Christopher stepped out into the cold. The snow was falling harder now. He could see the flakes illuminated in the light of the streetlamps. He sloshed through the dirty slush from the road as he made his way back to his apartment several blocks away. Christopher thought the city looked beautiful in the falling snow. The lights became dimmer and spread farther apart as he walked farther from Gimbels. The streets weren’t plowed as well and he had to struggle to fight through the snow that covered the sidewalks. He was not a hundred feet from his apartment building when a dark figure in a puffy jacket stepped out from an alley behind him, the gun in his hand shaking with uncertainty. “Hey. Santa.”
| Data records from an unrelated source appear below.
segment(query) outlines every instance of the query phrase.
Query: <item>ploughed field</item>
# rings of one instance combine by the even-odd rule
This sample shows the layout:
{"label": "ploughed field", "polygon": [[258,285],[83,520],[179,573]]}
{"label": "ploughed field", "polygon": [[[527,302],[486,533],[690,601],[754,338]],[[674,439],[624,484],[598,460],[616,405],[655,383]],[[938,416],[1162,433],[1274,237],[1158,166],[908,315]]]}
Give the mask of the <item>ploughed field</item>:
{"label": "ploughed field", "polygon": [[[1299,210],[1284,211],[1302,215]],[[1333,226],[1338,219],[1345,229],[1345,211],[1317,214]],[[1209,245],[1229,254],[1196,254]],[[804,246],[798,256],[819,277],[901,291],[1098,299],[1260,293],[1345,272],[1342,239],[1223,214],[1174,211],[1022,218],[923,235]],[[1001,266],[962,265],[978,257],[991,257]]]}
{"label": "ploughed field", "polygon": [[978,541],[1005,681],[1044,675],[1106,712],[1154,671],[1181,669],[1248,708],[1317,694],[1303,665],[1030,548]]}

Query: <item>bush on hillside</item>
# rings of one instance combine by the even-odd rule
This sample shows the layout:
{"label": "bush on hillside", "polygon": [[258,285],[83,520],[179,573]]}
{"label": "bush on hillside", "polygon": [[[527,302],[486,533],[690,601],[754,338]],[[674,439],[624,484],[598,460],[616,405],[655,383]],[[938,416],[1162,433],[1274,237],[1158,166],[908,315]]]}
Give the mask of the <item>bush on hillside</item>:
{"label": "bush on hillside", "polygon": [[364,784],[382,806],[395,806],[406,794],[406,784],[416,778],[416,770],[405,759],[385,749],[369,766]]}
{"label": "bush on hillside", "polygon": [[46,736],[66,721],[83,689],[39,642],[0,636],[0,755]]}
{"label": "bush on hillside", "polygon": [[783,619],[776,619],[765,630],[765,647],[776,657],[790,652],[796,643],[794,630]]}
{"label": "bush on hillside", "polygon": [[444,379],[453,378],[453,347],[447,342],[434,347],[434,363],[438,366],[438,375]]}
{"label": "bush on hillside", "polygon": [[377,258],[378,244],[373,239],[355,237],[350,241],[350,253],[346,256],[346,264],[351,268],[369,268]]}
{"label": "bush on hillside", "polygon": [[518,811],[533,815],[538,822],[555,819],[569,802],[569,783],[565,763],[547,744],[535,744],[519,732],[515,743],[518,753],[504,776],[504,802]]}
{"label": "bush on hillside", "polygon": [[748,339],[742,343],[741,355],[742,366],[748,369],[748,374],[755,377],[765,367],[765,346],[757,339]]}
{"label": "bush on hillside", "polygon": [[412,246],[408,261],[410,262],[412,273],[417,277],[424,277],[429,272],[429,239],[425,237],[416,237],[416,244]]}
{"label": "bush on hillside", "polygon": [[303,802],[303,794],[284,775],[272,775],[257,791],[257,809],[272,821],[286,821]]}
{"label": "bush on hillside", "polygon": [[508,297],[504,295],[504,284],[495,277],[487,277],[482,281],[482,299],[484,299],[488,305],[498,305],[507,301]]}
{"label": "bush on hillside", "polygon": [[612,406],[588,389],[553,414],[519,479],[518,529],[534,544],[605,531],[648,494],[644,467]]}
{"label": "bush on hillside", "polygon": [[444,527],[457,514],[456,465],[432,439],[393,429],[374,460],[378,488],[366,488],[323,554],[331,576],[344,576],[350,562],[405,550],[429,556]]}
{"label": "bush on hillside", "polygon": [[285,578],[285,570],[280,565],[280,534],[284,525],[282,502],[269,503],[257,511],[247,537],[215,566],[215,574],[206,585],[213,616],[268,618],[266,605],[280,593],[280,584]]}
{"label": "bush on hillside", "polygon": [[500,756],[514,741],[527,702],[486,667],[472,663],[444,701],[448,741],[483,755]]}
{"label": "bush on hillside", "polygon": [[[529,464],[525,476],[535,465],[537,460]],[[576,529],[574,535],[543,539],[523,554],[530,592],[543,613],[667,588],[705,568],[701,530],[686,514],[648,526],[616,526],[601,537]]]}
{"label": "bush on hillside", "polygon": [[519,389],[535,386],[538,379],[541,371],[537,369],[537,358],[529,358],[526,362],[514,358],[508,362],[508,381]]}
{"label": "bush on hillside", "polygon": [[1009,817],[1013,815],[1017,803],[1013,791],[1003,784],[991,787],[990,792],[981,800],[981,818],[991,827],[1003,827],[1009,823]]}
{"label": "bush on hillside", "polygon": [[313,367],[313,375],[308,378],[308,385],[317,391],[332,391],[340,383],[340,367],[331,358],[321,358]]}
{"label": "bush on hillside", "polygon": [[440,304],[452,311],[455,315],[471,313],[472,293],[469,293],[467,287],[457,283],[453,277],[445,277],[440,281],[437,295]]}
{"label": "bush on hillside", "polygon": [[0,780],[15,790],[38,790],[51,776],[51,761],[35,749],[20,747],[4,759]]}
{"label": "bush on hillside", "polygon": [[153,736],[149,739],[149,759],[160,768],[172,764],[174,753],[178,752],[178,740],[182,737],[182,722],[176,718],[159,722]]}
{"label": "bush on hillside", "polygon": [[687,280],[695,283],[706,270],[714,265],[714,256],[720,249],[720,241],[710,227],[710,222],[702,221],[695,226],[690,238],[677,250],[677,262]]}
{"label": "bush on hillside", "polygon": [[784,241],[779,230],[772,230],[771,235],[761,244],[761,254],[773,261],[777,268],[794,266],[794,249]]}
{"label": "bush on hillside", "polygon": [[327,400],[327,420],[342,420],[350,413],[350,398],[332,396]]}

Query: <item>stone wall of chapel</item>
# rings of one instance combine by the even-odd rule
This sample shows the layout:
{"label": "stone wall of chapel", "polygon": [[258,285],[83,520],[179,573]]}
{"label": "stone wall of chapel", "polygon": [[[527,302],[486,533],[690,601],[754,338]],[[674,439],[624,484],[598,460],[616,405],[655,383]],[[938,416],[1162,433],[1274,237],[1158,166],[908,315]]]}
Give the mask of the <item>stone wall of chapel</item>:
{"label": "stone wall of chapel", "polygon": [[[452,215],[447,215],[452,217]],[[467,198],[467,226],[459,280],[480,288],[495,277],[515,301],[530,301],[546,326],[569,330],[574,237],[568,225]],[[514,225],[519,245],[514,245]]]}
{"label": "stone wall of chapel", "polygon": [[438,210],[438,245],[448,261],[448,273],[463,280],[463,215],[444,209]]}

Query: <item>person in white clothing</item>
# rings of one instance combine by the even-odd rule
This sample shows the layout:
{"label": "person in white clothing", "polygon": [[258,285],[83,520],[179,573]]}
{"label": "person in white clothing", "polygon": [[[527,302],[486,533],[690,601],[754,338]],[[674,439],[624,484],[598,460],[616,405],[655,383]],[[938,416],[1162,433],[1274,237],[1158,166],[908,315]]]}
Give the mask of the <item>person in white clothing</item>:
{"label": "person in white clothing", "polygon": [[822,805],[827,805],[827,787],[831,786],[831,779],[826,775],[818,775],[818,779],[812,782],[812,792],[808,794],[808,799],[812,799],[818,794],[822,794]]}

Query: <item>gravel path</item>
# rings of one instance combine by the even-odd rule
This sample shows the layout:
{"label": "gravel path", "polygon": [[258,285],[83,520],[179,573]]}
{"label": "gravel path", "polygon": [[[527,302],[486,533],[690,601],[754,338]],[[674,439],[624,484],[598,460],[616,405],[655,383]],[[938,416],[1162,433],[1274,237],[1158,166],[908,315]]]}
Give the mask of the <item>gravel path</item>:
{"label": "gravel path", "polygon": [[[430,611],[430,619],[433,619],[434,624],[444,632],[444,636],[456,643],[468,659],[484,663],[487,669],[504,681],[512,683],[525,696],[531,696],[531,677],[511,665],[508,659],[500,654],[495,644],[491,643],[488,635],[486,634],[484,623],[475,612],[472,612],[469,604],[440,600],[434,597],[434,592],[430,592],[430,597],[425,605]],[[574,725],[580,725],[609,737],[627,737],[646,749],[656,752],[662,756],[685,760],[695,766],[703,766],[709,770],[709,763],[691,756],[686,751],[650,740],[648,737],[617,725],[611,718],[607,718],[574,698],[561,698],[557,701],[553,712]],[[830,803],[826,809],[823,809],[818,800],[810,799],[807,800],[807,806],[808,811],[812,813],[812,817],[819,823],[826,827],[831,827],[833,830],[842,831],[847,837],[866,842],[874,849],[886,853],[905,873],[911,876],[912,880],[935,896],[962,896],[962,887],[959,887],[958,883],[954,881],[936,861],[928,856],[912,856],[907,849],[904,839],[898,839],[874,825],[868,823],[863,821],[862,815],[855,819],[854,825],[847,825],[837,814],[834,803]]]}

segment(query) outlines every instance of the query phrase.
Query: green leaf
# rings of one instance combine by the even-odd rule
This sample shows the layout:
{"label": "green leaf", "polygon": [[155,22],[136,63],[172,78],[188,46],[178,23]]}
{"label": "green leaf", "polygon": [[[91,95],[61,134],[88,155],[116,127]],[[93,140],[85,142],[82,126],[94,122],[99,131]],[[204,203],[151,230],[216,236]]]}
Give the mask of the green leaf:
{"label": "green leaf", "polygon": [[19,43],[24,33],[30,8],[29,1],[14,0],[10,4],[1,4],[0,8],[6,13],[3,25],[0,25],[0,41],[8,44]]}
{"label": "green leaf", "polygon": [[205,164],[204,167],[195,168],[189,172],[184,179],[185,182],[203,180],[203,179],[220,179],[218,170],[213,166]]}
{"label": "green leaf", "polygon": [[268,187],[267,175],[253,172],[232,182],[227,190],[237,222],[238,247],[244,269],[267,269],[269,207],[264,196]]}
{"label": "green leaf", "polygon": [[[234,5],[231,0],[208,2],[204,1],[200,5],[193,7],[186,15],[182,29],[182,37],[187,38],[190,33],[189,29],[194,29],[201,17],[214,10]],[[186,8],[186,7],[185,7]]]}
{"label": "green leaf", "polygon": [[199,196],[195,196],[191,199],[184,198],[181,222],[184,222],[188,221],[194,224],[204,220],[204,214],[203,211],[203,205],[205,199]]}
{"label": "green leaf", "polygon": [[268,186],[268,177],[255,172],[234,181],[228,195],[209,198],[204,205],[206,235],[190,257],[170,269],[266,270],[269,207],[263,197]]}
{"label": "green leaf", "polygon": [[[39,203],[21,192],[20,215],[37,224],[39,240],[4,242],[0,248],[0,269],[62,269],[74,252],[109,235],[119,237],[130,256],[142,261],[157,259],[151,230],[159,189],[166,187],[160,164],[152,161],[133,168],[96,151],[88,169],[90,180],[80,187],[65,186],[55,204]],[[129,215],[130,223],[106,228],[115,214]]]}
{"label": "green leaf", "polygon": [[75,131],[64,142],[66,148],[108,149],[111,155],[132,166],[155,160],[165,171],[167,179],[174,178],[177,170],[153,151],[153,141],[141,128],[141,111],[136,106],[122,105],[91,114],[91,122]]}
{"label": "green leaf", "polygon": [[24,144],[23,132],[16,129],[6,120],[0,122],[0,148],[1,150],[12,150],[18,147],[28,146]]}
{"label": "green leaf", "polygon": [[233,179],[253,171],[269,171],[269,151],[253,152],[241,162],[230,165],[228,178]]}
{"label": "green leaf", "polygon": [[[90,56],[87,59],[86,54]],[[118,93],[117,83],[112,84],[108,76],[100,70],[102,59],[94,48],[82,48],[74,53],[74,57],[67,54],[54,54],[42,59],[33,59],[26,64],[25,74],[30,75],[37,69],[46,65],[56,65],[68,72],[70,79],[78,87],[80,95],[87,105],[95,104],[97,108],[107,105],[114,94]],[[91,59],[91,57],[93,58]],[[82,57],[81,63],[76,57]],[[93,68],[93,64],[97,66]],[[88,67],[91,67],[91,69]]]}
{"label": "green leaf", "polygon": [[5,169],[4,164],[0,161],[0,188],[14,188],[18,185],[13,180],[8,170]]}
In a small apartment on the other side of town, a little girl with red hair looked at her daddy’s ring while her mother held her tightly on the couch. In an old warehouse a group of lost boys welcomed a boy in a puffy jacket into their family.

Early the next morning the police found a cold body lying with a faint smile in the snow. The dog tags hanging from his neck read Creed, Christopher K., USMC.